Download Politics and the Peasantry in Post-War Turkey PDF Online Free

Author :
Release : 2016-11-04
Genre : History
Kind :
Book Rating : 723/5 ( reviews)

Politics and the Peasantry in Post-War Turkey - read free eBook in online reader or directly download on the web page. Select files or add your book in reader. Download and read online ebook Politics and the Peasantry in Post-War Turkey write by Sinan Yildirmaz. This book was released on 2016-11-04. Politics and the Peasantry in Post-War Turkey available in PDF, EPUB and Kindle. When the Ottoman Empire collapsed following the First World War, the feudal system which had survived untouched in much of Anatolia began to change. Kemal Ataturk's task of building a nation 'from the people up' meant that the peasantry, by far Turkey's largest ethnographic group, became an important symbol of social cohesion. Here, Sinan Yildirmaz analyses the history of modern Turkey through the material culture of this peasantry - their speeches, social club documents, art and diaries - and reveals a rich social and political life which flowered after the Second World War.
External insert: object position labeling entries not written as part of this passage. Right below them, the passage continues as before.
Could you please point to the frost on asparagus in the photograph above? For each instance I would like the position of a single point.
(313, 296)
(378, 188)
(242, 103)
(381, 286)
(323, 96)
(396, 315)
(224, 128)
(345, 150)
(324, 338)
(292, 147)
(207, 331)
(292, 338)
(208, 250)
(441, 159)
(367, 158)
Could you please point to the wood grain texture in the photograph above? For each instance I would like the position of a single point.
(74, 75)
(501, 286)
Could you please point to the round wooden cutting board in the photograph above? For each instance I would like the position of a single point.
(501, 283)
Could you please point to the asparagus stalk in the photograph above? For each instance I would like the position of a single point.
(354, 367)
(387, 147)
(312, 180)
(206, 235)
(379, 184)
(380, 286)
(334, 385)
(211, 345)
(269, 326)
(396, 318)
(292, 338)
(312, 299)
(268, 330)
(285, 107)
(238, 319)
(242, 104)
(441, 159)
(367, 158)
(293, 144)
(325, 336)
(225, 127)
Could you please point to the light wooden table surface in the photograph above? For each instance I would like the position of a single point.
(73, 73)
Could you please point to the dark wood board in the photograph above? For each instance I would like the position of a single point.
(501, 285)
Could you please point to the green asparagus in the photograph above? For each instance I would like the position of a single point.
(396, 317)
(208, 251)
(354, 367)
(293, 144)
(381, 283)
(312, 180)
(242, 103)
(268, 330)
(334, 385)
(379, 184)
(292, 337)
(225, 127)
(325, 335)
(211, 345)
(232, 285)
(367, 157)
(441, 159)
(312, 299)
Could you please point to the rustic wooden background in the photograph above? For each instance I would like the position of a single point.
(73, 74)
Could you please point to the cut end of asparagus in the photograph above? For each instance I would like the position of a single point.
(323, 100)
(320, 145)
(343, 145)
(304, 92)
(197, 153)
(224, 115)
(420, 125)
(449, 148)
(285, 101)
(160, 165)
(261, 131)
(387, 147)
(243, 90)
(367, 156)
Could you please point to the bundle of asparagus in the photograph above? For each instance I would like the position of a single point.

Politics and the Peasantry in Post-War Turkey is the first history to show how the changing peasantry laid the foundations for the modern Turkish state, and will be essential reading for students and scholars of the Ottoman Empire and of the History of Modern Turkey.

Turkey

Download Turkey PDF Online Free

Author :
Release : 2021-03-16
Genre : History
Kind :
Book Rating : 390/5 ( reviews)

Turkey - read free eBook in online reader or directly download on the web page. Select files or add your book in reader. Download and read online ebook Turkey write by Christine M. Philliou. This book was released on 2021-03-16. Turkey available in PDF, EPUB and Kindle. From its earliest days, the dominant history of the Turkish Republic has been one of national self-determination and secular democratic modernization. The story insisted on total rupture between the Ottoman Empire and the modern Turkish state and on the absolute unity of the Turkish nation. In recent years, this hermetic division has begun to erode, but as the old consensus collapses, new histories and accounts of political authority have been slow to take its place. In this richly detailed alternative history, Christine M. Philliou focuses on the notion of political opposition and dissent—muhalefet—to connect the Ottoman and Turkish periods. Taking the perennial dissident Refik Halid Karay as a subject, guide, and interlocutor, she traces the fissures within the Ottoman and the modern Turkish elite that bridged the transition. Exploring Karay’s political and literary writings across four regimes and two stints in exile, Philliou upends the official history of Turkey and offers new dimensions to our understanding of its political authority and culture.